The reason that some STEM majors have a reputation for being easier is that they have fewer mathematics requirements, less emphasis on labs and content that is considered easier to grasp.

Any specific STEM major will seem easier for students with natural aptitude in the subject. For example, a student with strong interest in the environment, nature or conservation may find Environmental Science to be easier than other STEM majors like Aerospace Engineering.

Keep in mind that all STEM majors can be difficult because the coursework in math and sciences is heavier than for non-STEM majors. Critical and analytical thinking is necessary for all STEM majors.

What Are the Hardest STEM Majors?

No consensus exists about which STEM majors are the hardest. Difficulty for any major is based on the student’s natural interests and specific aptitude.

However, STEM majors with a reputation for being very difficult include Chemical Engineering, Biochemical Sciences, Molecular Biology, Genetics, Aerospace Engineering, Chemistry, Neuroscience and Electrical Engineering.

The hardest STEM majors are those that require the most upper level math courses, involve more hours of the week outside of class in study, and demand complex problem-solving, technical skills and abstract thinking.

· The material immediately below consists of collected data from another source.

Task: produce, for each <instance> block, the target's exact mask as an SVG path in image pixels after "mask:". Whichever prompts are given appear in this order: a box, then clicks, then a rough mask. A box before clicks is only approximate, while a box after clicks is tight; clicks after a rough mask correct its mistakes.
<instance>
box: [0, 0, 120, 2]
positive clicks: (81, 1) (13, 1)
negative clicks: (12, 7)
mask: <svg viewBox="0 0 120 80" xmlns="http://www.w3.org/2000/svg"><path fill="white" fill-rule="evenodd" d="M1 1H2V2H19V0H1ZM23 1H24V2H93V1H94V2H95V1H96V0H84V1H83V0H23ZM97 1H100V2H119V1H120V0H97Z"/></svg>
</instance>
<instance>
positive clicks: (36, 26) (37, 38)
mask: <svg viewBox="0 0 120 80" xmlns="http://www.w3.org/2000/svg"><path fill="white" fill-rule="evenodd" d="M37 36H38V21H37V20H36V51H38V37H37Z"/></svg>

What Are the Statistics About STEM

Statistics about STEM majors and graduates provide information about enrollment demographics, the job market, growth, and earning potential.

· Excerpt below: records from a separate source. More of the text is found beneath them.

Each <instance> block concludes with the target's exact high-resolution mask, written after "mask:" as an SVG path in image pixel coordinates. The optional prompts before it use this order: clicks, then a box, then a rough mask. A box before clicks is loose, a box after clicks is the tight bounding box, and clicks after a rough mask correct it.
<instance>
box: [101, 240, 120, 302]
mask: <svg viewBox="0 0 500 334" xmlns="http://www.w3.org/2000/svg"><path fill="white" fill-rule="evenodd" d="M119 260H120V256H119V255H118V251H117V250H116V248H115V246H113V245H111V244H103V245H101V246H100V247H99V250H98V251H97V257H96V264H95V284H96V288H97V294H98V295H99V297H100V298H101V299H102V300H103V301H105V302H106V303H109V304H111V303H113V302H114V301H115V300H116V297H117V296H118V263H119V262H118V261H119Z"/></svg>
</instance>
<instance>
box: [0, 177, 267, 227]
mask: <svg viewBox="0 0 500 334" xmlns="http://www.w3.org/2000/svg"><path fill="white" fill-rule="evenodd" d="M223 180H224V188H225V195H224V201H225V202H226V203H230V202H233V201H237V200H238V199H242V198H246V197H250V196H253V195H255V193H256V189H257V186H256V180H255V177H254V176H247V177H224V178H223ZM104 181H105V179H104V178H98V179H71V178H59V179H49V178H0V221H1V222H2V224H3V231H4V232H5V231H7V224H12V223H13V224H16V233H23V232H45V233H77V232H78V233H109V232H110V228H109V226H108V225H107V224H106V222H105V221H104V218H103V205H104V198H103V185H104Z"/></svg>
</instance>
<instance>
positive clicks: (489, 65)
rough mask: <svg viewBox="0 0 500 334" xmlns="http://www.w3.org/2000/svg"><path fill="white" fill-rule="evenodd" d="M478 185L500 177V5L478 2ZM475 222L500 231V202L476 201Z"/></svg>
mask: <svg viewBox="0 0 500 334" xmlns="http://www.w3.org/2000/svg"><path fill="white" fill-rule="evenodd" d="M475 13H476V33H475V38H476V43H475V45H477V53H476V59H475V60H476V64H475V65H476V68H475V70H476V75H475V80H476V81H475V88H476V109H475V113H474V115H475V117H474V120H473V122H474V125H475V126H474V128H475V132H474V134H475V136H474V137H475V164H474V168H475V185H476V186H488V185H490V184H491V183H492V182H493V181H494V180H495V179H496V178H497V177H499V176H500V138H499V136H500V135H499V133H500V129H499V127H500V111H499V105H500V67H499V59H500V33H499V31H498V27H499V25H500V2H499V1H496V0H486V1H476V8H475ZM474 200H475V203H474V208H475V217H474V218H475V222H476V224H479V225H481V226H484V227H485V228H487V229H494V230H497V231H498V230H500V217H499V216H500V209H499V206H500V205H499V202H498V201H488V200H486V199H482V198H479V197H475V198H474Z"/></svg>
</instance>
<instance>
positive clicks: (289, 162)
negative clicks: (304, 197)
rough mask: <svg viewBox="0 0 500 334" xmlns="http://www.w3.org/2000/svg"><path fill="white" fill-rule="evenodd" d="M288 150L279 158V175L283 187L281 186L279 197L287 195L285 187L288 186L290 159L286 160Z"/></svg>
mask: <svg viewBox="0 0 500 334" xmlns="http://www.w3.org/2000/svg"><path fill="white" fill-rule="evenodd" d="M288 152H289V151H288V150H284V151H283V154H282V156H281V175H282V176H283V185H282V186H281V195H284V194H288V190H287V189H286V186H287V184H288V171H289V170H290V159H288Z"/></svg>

Most students enrolled in STEM majors are men. Just 28% of students in STEM programs are women, and of students receiving bachelor’s degrees, 39% of STEM graduates are female. Ethnicities have significantly lower enrollment and graduation percentages.

African American and Latino students are less likely than White or Asian students to choose STEM majors, as reported in a study on College Major Choice in STEM by Moakler and Kim. 

Only 7% of all students enrolled in college earn a bachelor’s degree in STEM majors. And 60% of STEM graduates in the US get jobs in non-STEM fields, demonstrating that STEM skills transfer well to other fields. However, by 2025, the US could have 3.5 million STEM jobs more than workers to fill them. One potential remedy is to understand why students choose STEM majors and to support their choices academically and financially beginning in high school and their first years of college (Wang, X. 2013).

STEM graduates are in high demand. Jobs are growing at a much faster rate than average. The US BLS Employment in STEM Occupations report estimates a growth rate of 10.8% for STEM occupations compared to 2.3% for non-STEM jobs in the years between 2022 and 2032. This means that more than 800,000 STEM jobs are projected to open in the next decade.

Due to the growing demand for STEM workers, the median annual wages for workers in STEM occupations is 219% higher than for those in non-STEM jobs. STEM occupations have a median annual income of $97,980 (2022).

Are There More Scholarship Opportunities for STEM Majors

Yes, more scholarships are available for STEM majors because STEM graduates are in high demand, and schools work to attract STEM-qualified students with offers of scholarship money.

There are more scholarship opportunities for STEM majors because occupations in STEM fields are growing at a rate nearly five times higher than occupations in non-STEM fields, 10.8% to 2.3%. In order to ensure there are graduates to fill those positions, both government and industry sources provide funding to colleges and universities to attract high-achieving students who are likely to be successful in challenging STEM programs.

Scholarships for science, technology, engineering and mathematics majors combine money for school with educational and research support in learning communities to encourage students to complete STEM degrees.